A medically supervised detox prevents dangerous complications of drug and alcohol withdrawal. Although medical detox limits the symptoms of withdrawal, some are unavoidable. Some of the most common side effects may include:
- Nervousness or anxiety
- Muscle weakness
- Mood swings
Drug Detox During Pregnancy
A pregnant woman has a strong motive to quit drugs for her baby’s sake. Detoxifying, especially if done cold turkey, can cause stress on the unborn child such as preterm labor or severe fetal distress.
Detox with medical supervision is an absolute must for pregnant women. The goal of detox for pregnant women is to prevent relapse and manage pain.
Detox specialists can keep babies safe and healthy by treating pregnant women in detox.
Doctors often prescribe medications to stabilize pregnant women in detoxification. Alcohol and opiate detoxification usually pose the most risks to unborn children.
Detox by Drug Type
Detoxification is more difficult for some people depending on the drugs they used. Depending on the drug, withdrawal symptoms may be more physical or more mental.
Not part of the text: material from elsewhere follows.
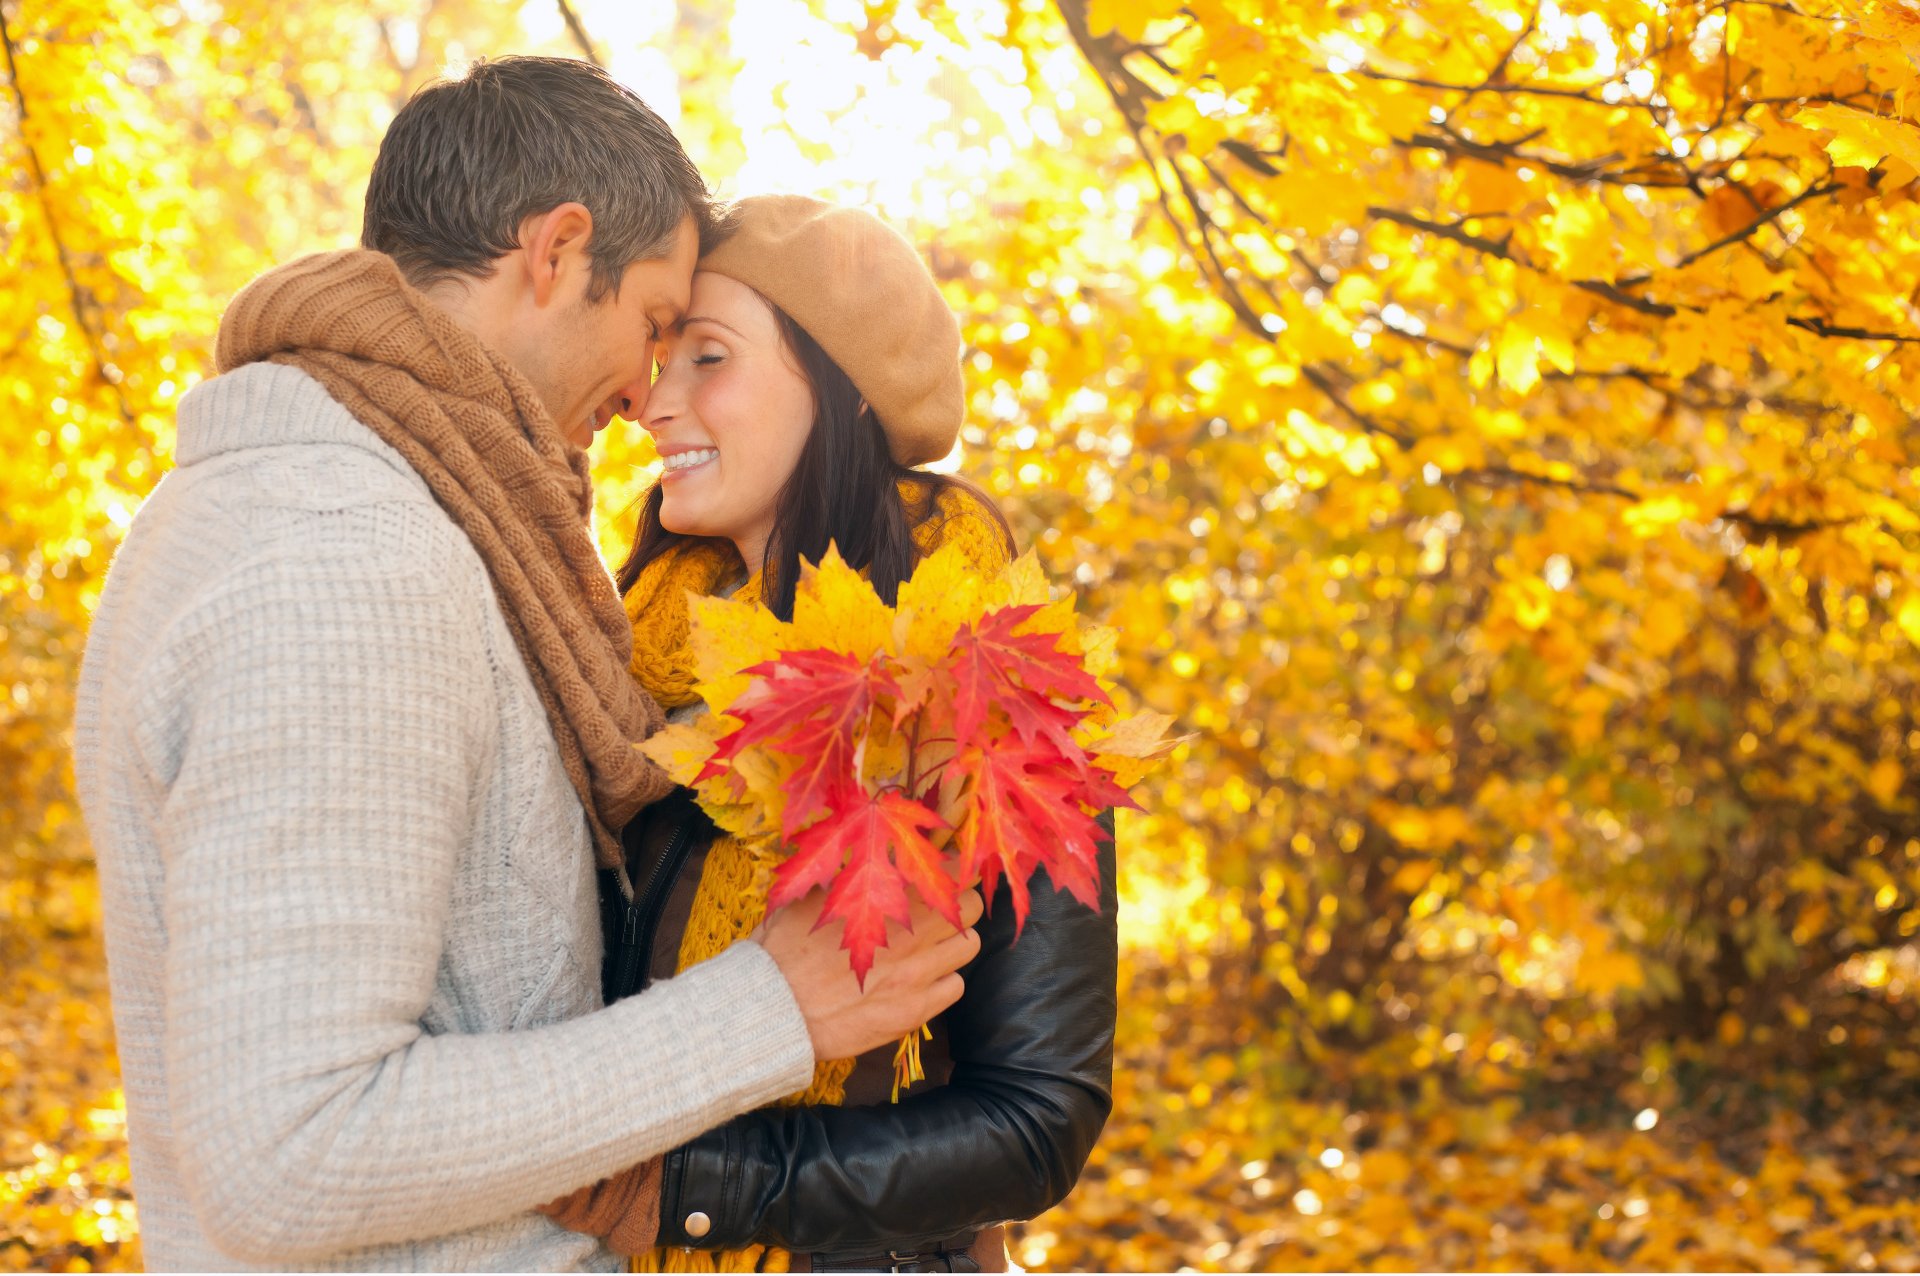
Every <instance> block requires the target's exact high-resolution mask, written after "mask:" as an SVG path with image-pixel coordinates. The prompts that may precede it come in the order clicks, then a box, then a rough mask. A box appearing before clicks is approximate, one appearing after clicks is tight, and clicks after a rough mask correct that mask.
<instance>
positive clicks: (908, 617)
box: [895, 545, 989, 660]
Cocaine withdrawal, for instance, is psychological. Detoxing involves managing initial cravings and anxiety. Alcohol withdrawal includes physical symptoms that can cause seizures or death in some cases.
Detoxificaiton often includes medications that mimic the effects of drugs to reduce withdrawal symptoms. Medications may also target co-occurring disorders or general discomfort.
Drugs that are most dangerous to detox from, and often require medication, include:
Rapid and Ultra-rapid Detox and Risks
Rapid detoxification is a method of removing substances from a user’s system faster than regular detox. Advocates of rapid detoxification say it’s a faster way to get the drugs out of the body while avoiding painful withdrawal symptoms.
Rapid detox can be dangerous as well as expensive. In rapid detox, the addicted person is sedated with anesthesia and given medications that replace the drugs in the body. This method was originally developed for people addicted to opiate drugs such as heroin and painkillers. The risks of rapid detox often outweigh the benefits.
“Ultra-rapid detox” programs can take as little as a few hours. According to the Coleman Institute, approximately 1 in 500 people die from ultra rapid detoxification.
Traditional rapid detoxification programs take about two to three days to complete and are less dangerous, but are still more expensive than a typical detox. It can cost up to $10,000 and isn’t generally covered by insurance.
Life After Detox
Detoxification is just the first part of addiction treatment. Detox on its own is usually insufficient for a successful recovery. Addicted people need to treat the psychological part of their addiction. They can accomplish this with counseling, support groups or an inpatient rehab program. An addiction specialist will help you transition into your new treatment plan.